Primo film di Jocelyn Moorhouse (*) che è recentemente tornata alla regia con The dressmaker, con una uscita prevista verso fine anno. Il cast include Kate Winslet, Liam Hemsworth e Hugo Weaving, lasciando prevedere una distribuzione di un certo livello.
Questo primo lavoro aveva un budget sicuramente molto più modesto, e se il protagonista è ancora Hugo Weaving e il secondo ruolo maschile è affidato a Russell Crowe bisogna considerare che entrambi ai tempi erano degli illustri sconosciuti, praticamente al debutto sul grande schermo.
Martin (Weaving) è cieco dalla nascita. Non è questo il suo handicap peggiore, bensì la sua insicurezza, la necessità di avere sempre e comunque una prova (Proof è il titolo originale) della sincerità di chi gli parla. Per far ciò, fa molte foto e verifica il suo contenuto chiedendone la descrizione a vedenti, paragonandola con quello che gli avevano detto e quello che aveva percepito.
Celia (Geneviève Picot) gli fa da governante, ma i rapporti tra i due sono molto tesi. Lei è innamorata cotta di lui e spera che un giorno o l'altro lui ricambi. Lui mantiene con lei un atteggiamento ambivalente. Evidentemente gli fa comodo essere così al centro dell'attenzione, ma non ha alcuna intenzione di ricambiare in alcun modo. Un gioco molto pericoloso che non si sa come potrebbe andare a finire.

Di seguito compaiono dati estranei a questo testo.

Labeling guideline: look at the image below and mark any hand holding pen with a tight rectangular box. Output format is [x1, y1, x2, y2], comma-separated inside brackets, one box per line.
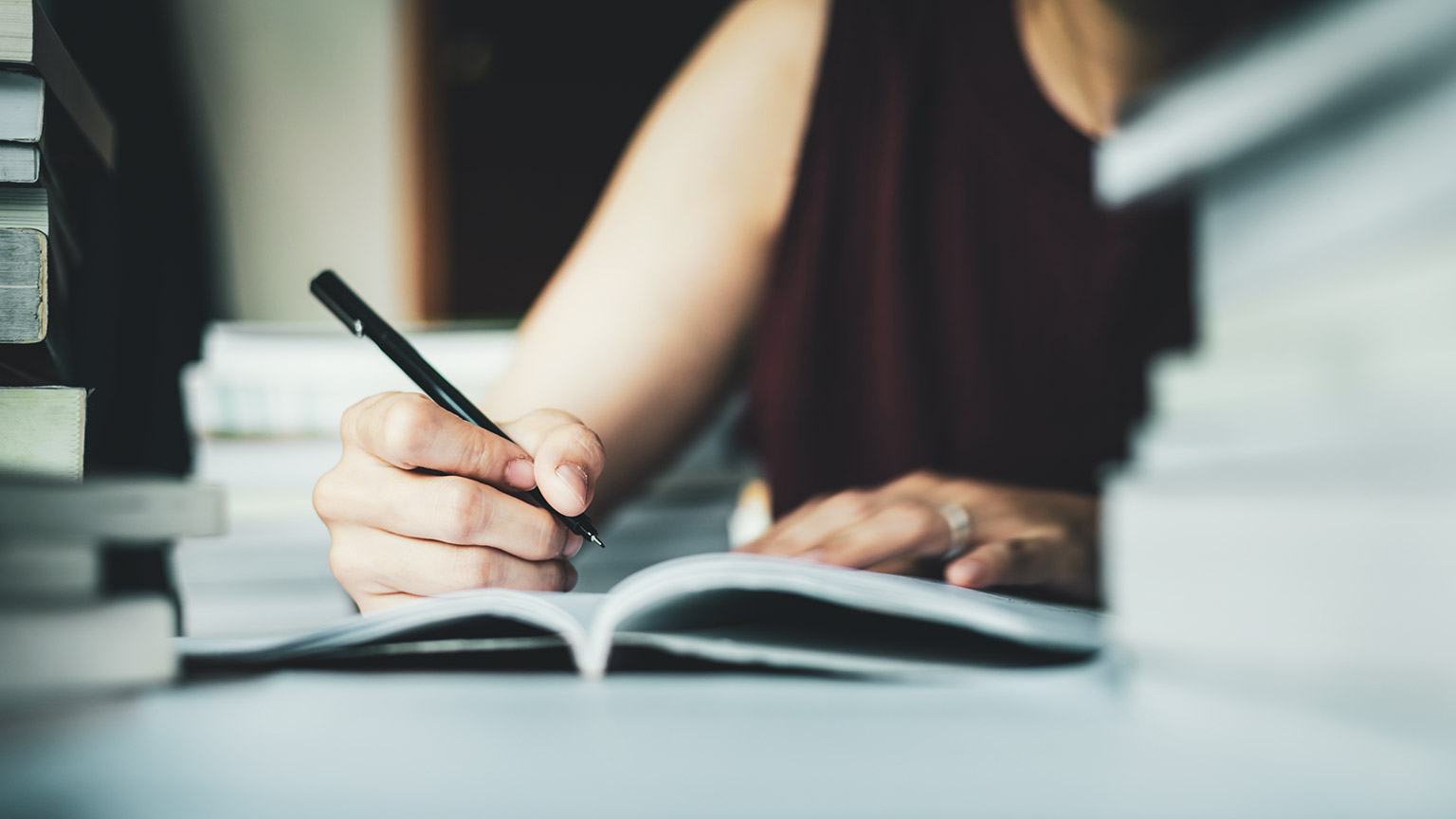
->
[312, 272, 604, 610]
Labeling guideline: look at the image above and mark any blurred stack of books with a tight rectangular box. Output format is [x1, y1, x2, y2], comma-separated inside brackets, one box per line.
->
[0, 472, 225, 701]
[1098, 0, 1456, 740]
[173, 320, 516, 635]
[0, 0, 223, 697]
[182, 320, 516, 439]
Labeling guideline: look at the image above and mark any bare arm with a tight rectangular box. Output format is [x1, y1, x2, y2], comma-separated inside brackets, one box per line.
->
[486, 0, 828, 507]
[313, 0, 827, 610]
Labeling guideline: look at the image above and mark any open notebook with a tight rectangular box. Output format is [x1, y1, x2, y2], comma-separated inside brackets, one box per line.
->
[179, 554, 1102, 676]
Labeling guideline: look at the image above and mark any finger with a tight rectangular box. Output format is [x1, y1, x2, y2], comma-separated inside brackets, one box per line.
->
[799, 501, 951, 569]
[945, 537, 1059, 589]
[734, 496, 828, 554]
[742, 490, 878, 556]
[340, 392, 536, 490]
[508, 410, 608, 515]
[329, 526, 576, 608]
[313, 466, 581, 559]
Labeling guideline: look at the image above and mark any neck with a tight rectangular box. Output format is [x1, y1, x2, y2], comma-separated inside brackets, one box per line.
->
[1013, 0, 1172, 138]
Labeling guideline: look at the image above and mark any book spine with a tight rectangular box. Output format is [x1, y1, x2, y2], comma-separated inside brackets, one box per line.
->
[0, 228, 49, 344]
[33, 0, 117, 168]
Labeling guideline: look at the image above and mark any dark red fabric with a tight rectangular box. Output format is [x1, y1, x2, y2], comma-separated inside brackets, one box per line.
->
[747, 0, 1190, 513]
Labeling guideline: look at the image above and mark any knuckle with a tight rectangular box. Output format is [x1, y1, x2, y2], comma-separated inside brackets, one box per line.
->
[339, 392, 399, 445]
[1006, 537, 1035, 574]
[380, 395, 429, 462]
[435, 477, 492, 543]
[567, 424, 606, 464]
[456, 548, 500, 589]
[329, 537, 369, 591]
[313, 466, 340, 521]
[826, 490, 875, 518]
[522, 509, 567, 559]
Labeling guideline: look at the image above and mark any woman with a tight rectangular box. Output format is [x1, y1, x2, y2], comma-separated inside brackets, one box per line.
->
[315, 0, 1258, 610]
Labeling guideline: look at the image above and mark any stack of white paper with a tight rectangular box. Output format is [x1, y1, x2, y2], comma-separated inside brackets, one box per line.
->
[1100, 0, 1456, 738]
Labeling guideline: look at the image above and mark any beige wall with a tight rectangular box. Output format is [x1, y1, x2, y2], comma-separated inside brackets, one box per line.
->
[174, 0, 410, 319]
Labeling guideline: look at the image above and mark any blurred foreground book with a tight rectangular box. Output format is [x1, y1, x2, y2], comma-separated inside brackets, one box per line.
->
[1098, 0, 1456, 743]
[182, 320, 516, 437]
[0, 472, 226, 700]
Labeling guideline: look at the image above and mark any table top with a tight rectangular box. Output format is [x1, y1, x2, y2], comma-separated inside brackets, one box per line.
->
[9, 442, 1456, 819]
[0, 660, 1456, 817]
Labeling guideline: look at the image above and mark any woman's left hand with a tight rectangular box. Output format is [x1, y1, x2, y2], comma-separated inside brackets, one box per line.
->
[739, 472, 1098, 602]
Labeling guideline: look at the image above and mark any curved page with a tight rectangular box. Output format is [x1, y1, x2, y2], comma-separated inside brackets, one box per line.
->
[581, 554, 1102, 675]
[177, 589, 601, 664]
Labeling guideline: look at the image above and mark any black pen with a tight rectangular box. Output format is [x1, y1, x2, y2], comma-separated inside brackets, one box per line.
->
[309, 269, 608, 548]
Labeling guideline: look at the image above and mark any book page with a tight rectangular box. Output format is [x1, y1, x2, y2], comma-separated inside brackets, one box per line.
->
[177, 589, 603, 664]
[582, 554, 1102, 675]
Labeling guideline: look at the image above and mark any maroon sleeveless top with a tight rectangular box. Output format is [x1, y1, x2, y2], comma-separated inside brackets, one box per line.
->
[747, 0, 1191, 515]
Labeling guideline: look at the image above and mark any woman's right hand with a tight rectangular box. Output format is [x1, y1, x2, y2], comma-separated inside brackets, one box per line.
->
[313, 392, 606, 612]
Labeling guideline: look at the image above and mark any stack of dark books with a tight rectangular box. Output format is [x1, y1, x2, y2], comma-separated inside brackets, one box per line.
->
[0, 0, 223, 698]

Andy (Russell Crowe) è un ragazzotto simpatico ma evanescente, che non sembra sapere che farsene della sua vita. Il caso vuole che incontri Martin in circostanze curiose e i due facciano amicizia. Martin apprezza la sua spontaneità e lo recluta per avere descrizioni delle foto che prende, sarebbe anche disposto a pagare per il servizio. Ovviamente Celia si indispettisce nel vedere che Martin ha trovato qualcun altro che gli dia retta, e fa di tutto per sabotare la relazione rivale, spingendo Andy a dire una menzogna a Martin.
Fortunatamente questo tradimento della fiducia serve a Martin per capire come le sue pretese di assoluta sincerità degli altri siano eccessive, e lo spingono a riconsiderare il suo approccio alla vita, imparando a fidarsi maggiormente degli altri, lasciando perdere il suo ossessivo bisogno di riscontri oggettivi.
Brava la Moorhouse a trattare un argomento così spinoso senza cadere in patetismi o eccessi drammatici. Grazie anche ad alcuni siparietti comici che alleggeriscono lo sviluppo, come quando Martin simula di essersi dimenticato di essere cieco dalla nascita per evitare problemi con la polizia.
(*) Secondo IMDB ci sarebbe un misterioso Pavane risalente a un decennio prima, ma nulla ho trovato sul suo conto.